So the right-center establishment consensus on Ryan is that “hey, you might not like the details, but at LEAST HE HAS A PLAN”. Remember the last time we were told that there was a big threat and that we should support an ill-planned audacious role of the dice to deal with it?
With Iraq, we were told that there was a great national debate about taking the country to war or some bullshit like that. We’re being told that now about vouchercare. Greg Sargent absolutely nails it:
Ever since Mitt Romney picked Paul Ryan, it’s been widely claimed that this ensures a “great debate” pitting two starkly different ideological visions over the future against one another.
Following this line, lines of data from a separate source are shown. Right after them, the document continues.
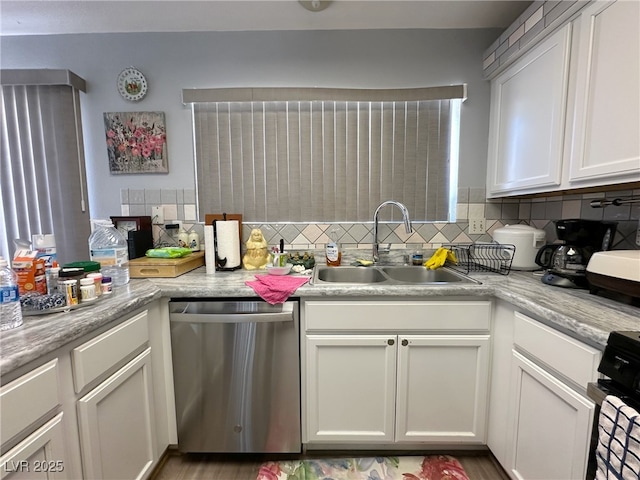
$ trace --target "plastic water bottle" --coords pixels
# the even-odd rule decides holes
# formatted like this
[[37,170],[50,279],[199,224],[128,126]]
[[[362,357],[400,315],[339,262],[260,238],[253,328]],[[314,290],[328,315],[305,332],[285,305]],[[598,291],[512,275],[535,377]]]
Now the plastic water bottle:
[[18,276],[0,257],[0,330],[22,325],[22,309],[18,291]]
[[129,249],[127,241],[110,220],[92,220],[89,236],[91,260],[100,263],[102,275],[111,277],[114,287],[129,283]]

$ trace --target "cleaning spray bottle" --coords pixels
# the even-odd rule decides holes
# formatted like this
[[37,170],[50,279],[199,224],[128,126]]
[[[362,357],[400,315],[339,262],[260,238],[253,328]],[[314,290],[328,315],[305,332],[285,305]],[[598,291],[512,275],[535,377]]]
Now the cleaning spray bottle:
[[342,252],[340,251],[340,244],[338,243],[338,231],[331,230],[329,239],[326,247],[326,262],[330,267],[338,267],[342,261]]

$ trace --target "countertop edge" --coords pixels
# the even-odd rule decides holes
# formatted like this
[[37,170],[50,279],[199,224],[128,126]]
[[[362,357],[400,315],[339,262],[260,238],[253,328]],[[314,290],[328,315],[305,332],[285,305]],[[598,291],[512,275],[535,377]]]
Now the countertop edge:
[[0,377],[162,298],[162,291],[144,282],[114,289],[112,295],[68,313],[25,316],[23,325],[28,322],[28,329],[0,332]]
[[[90,334],[100,327],[160,298],[258,298],[246,281],[255,272],[205,275],[204,267],[176,278],[133,279],[114,290],[113,298],[70,313],[25,317],[28,328],[0,332],[0,375]],[[301,299],[349,297],[488,297],[511,304],[514,309],[574,338],[602,349],[612,330],[638,330],[640,308],[621,305],[590,295],[542,284],[530,273],[509,276],[480,275],[480,284],[442,286],[310,285],[292,296]],[[72,320],[72,321],[69,321]]]

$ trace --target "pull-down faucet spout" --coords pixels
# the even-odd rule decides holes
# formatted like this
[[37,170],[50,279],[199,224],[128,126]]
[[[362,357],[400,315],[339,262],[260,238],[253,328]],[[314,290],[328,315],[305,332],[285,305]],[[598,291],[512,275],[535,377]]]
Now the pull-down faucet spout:
[[377,262],[380,260],[380,247],[378,245],[378,214],[380,213],[380,209],[386,205],[395,205],[402,212],[402,221],[404,222],[404,229],[407,233],[413,232],[411,228],[411,220],[409,219],[409,210],[402,203],[396,202],[394,200],[387,200],[386,202],[382,202],[376,211],[373,213],[373,261]]

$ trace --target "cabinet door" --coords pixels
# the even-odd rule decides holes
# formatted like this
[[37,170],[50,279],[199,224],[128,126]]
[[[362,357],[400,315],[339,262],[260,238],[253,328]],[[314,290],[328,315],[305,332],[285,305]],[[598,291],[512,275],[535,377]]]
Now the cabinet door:
[[584,479],[594,404],[516,351],[511,374],[511,475]]
[[560,186],[570,39],[567,25],[491,82],[489,194]]
[[[570,181],[640,180],[640,3],[594,2],[580,16]],[[601,181],[600,179],[604,179]]]
[[393,442],[395,335],[307,335],[310,442]]
[[155,458],[151,350],[78,401],[84,477],[138,479]]
[[396,441],[486,443],[489,336],[399,342]]
[[62,413],[59,413],[0,457],[2,479],[69,478],[66,465]]

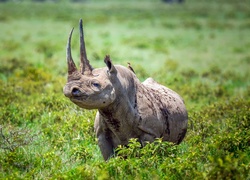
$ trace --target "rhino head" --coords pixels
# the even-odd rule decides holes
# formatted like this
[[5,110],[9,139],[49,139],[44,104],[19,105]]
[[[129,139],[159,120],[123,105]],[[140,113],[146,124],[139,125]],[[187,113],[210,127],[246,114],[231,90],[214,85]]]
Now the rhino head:
[[67,43],[68,81],[64,86],[63,93],[73,103],[85,109],[99,109],[111,104],[115,98],[115,88],[111,82],[117,73],[109,55],[104,62],[107,67],[94,69],[90,65],[85,48],[82,19],[80,26],[80,68],[77,69],[71,55],[71,30]]

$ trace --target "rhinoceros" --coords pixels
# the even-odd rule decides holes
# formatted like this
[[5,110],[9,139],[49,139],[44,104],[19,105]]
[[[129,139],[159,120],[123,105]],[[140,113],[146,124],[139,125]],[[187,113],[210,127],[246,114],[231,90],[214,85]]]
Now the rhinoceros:
[[87,59],[82,20],[80,68],[71,55],[71,30],[67,42],[68,82],[63,92],[84,109],[97,109],[94,129],[104,160],[118,145],[136,138],[143,146],[156,138],[179,144],[187,132],[188,114],[183,99],[152,78],[140,82],[132,68],[114,65],[106,55],[103,68]]

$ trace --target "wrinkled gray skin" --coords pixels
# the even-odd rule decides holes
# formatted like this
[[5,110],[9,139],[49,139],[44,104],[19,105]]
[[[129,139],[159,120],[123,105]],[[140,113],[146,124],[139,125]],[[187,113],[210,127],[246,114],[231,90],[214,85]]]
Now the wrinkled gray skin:
[[131,68],[113,65],[109,56],[104,59],[106,67],[93,69],[87,60],[82,20],[81,66],[77,70],[71,56],[72,32],[67,45],[68,82],[63,92],[81,108],[98,109],[95,132],[104,159],[130,138],[138,138],[142,145],[155,138],[179,144],[188,121],[182,98],[152,78],[141,83]]

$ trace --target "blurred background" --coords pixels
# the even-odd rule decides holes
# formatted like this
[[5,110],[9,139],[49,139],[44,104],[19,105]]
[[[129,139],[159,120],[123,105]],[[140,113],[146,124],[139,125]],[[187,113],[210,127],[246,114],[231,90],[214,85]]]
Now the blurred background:
[[[62,93],[72,27],[79,64],[81,18],[93,67],[104,67],[110,54],[114,64],[130,62],[141,81],[151,76],[185,100],[189,133],[176,155],[183,161],[165,164],[184,170],[169,177],[214,179],[220,172],[222,179],[230,173],[249,178],[247,0],[0,0],[0,178],[140,177],[135,169],[126,173],[127,161],[103,167],[93,132],[96,111],[79,109]],[[166,178],[155,163],[134,167],[143,177]],[[153,167],[159,168],[155,176]]]

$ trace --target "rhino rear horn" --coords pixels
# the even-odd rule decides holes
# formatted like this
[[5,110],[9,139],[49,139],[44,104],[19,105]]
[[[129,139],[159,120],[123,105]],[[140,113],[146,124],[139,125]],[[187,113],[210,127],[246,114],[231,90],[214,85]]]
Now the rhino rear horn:
[[92,74],[93,68],[91,67],[91,65],[89,64],[89,60],[87,59],[83,27],[82,27],[82,19],[80,19],[79,27],[80,27],[80,60],[81,60],[80,69],[82,74],[89,75]]

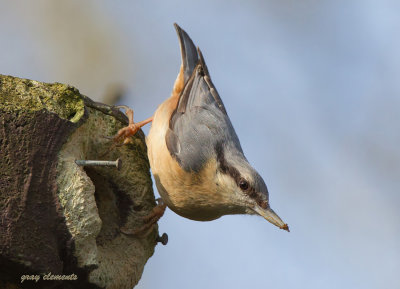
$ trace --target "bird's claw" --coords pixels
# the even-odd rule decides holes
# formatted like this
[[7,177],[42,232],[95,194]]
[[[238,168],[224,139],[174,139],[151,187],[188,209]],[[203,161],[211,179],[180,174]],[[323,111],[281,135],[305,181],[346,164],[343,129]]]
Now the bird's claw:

But it’s now clear that the GOP ticket doesn’t want a great debate at all. Their entire strategy is designed to obscure the true ideological differences between both sides.
[….]How on earth is this a great debate? It’s actually an effort to avoid one. Anyone who continues to grant Romney and Ryan the presumption of being serious about engaging in a great clash of visions is only helping them avoid accountability for the true nature of their actual vision.
I still think Ryan was a bad pick because any discussion of vouchercare — no matter how inane and propagandist — is likely to help Democrats, especially when the other option is talking about the economy. An “honest debate” would make Ryan’s policies even more politically toxic. But there will be none, of course, and Republicans counted on that with this the same as they counted on that with Iraq and all the others.